If the practitioners don't use AW it strikes me that either the cost to target any related term is crippling, or AW may not be as effective as it's made out to be :-)
A valid but not entirely convincing point BC
I think BuckWorks is on the right track here. Why pay for clicks when you are already at the top? I've run PPC for some really competitive terms where I ranked #1 and the PPC had SUPER high minimum bid and the traffic stunk. ROI was very low compared to the organic listing and it didn't makes sense to maintain the PPC. The logical thing to do was to allocate the money to under-performing phrases and deepen my client's saturation into their industry.
maximum ROI - SERPS
profit maximisation - SERPS + PPC
Lets use an example.
You get 10 conversion from being in position 5 in the SERPS, each bringing you $500. You get $5000 profit.
Now you start a PPC campaign. You pay $1 CPC and convert at 2%. Not unreasonable.
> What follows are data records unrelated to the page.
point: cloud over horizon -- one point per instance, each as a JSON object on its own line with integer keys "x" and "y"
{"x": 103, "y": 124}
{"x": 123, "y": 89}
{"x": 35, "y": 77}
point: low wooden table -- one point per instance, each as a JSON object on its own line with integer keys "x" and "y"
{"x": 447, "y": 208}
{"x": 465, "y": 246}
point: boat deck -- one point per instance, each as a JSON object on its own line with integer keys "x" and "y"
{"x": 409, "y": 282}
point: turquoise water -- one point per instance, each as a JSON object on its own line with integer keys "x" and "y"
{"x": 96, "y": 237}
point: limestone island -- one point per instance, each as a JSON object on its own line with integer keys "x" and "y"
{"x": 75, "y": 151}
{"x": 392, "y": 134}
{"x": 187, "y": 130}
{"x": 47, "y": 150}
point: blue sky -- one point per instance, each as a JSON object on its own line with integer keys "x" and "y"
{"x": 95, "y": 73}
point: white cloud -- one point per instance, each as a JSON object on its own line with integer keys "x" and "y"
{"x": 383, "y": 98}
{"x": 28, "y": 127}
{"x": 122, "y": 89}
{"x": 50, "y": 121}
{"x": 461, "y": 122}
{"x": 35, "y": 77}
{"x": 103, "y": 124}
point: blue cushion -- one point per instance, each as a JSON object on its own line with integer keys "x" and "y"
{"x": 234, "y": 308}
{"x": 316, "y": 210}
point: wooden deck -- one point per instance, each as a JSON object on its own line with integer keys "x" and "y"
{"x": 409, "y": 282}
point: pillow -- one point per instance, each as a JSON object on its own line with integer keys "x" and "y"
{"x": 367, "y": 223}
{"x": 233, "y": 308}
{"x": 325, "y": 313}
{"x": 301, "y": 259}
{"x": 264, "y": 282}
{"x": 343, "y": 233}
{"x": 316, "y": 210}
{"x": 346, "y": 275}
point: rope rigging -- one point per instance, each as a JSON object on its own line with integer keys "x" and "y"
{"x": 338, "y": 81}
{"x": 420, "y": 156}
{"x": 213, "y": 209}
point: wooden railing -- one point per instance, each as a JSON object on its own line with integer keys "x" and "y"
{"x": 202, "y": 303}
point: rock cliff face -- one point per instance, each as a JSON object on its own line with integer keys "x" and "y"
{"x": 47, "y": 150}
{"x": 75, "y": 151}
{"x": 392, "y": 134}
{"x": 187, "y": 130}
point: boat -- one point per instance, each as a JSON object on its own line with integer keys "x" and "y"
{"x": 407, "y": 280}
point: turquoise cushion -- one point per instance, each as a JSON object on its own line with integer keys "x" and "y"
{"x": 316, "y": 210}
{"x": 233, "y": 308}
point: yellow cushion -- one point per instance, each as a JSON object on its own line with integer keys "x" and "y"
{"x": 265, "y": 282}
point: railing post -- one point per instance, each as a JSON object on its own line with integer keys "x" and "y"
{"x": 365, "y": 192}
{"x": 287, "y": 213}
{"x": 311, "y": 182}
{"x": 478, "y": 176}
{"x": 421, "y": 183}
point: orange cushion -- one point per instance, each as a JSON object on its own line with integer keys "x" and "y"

You receive 500 clicks from this PPC campaign bringing in 10 more sales and pay $500 for the pleasure.
You now have 20 sales waith a value of $10000 and have spent $500 to achieve this. Profit = $9500
I know which one I would rather have.
;-)
Those who had a better understanding of which links were which split where they'd click. However, those that clicked on both paid & natural results didn't choose at random, but with forethought. (I.e. - organic results when looking for info, paid results for online purchases).
If this is true, you could never maximize traffic with either/or. My guess for what the OP describes is simple economics. SEM/SEO serps have got to be high on Google's radar, and the paid traffic probably costs a fortune.
You now have 20 sales waith a value of $10000 and have spent $500 to achieve this. Profit = $9500
Remember that "profit" is not gross sales, it's what's left over after all the bills are paid. Your point would be valid as long as the business had the resources available to service those extra sales.
There may be a lot of other incremental costs and limiting factors besides advertising costs.
Depending on what your product or service is, factors like availability of trained staff, availability of credit, warehouse space, production facilities, lead time to obtain inventory, and so on might change the picture immensely.
Each business needs to plan for sustainability. Managing growth wisely is often the difference between the winners and the losers.